Kandungan Pidato Sayyidah Fathimah a.s
Syiahindonesia.id – DALAM KITAB hadis, pidato Sayyidah Fatimah a.s. sudah sangat terkenal. Pidato yang panjang dan mendalam terkait dengan masalah umat. Apa yang diharapkan oleh Sayyidah Fatimah a.s. dari kelompok para sahabat dalam orasinya yang bersejarah di Masjid Madinah dan apa penyebab kesediaan-kesediaan beliau?
Pidato yang sangat penting dan sensitif Sayyidah Fatimah a.s. di Masjid Nabi saw dengan diantara para sahabat adalah kejadian yang sangat menarik yang menjelaskan kedalaman pribadi beliau.
Pidato yang brilian dan penuh gejolak dari seorang perempuan yang kehilangan dan kelelahan, itupun dalam kondisi zaman dengan segala persoalan-persoalan dan batasan-batasan menjelaskan rasa tanggung jawab sosial, kemampuan analisa yang teliti dan seksama, dan kemampuan jiwa dan pemikiran beliau yang lebih dari pensifatan. Dalam orasi ini, beliau menjelaskan keadaan-keadaan terdahulu yang gemilang dimana ummat membantu Nabi Saw. dan mengemukakan kondisi yang ada pada mereka yang bertentangan dengan harapan.
Sayyidah Fatimah Zahra a.s. dari masa kanak-kanak menyaksikan kesusahan-kesusahan ayahnya. Mengalami kampung Syi’ib Abu Thalib. Beliau melihat siksaan-siksaan yang dialami kaum muslimin.
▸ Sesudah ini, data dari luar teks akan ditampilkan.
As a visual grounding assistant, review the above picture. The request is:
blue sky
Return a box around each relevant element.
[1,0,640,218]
Beliau dengan segenap keberadaan merasakan kelaparan-kelaparan, tekanan-tekanan yang ditanggung oleh muslimin dalam jalan mengembangkan agama. Beliau menyaksikan perlawanan-perlawanan, jihad, hijrah, dan kesyahidan. Beliau menyebutkan semua kondisi-kondisi dari saat kaum muslimin tidak bisa dengan mudah melaksanakan ritual-ritual keagamaan mereka, hingga disaat kaum muslimin menemukan keagungan dan perkembangan dan perluasan Islam yang cepat.
Sayyidah Fatimah Zahra a.s. optimis terhadap masa depan Islam. Harapan ini tidak jauh dari akal dimana cahaya Islam menyinari seluruh dunia dengan cepat. Semua kemenangan-kemenangan ini karena usaha dan kepemimpinan Nabi Saw. dari satu sisi, dan pengorbanan serta persatuan muslimin dari sisi lain. Namun pada saat itu berlawanan dengan semua harapan. Beliau melihat proses pergerakan Islam mengalami problem yang serius. Tidak melanjutkan kepemimpinan Ketuhanan dan tidak adanya persatuan kalimat ummat. Oleh karena itu, beliau sangat sedih. Semua wasiat-wasiat ayahnya yang bersabda, “Berpegang teguhlah kalian dengan “Tali Allah” bagaimana? Beliau mengetahui ilmu, takwa dan kepemimpinan Ali a.s. dan melihat orang-orang mengabaikan semua wasiat-wasiat dan ucapan-ucapan Nabi saw berkenaan dengan Ali bin Abi Thalib a.s. semua kegundahan Fatimah Zahra menyaksikan kejauhan dan keretakan yang dalam antara sesuatu yang harus terjadi dengan hal yang sedang terjadi.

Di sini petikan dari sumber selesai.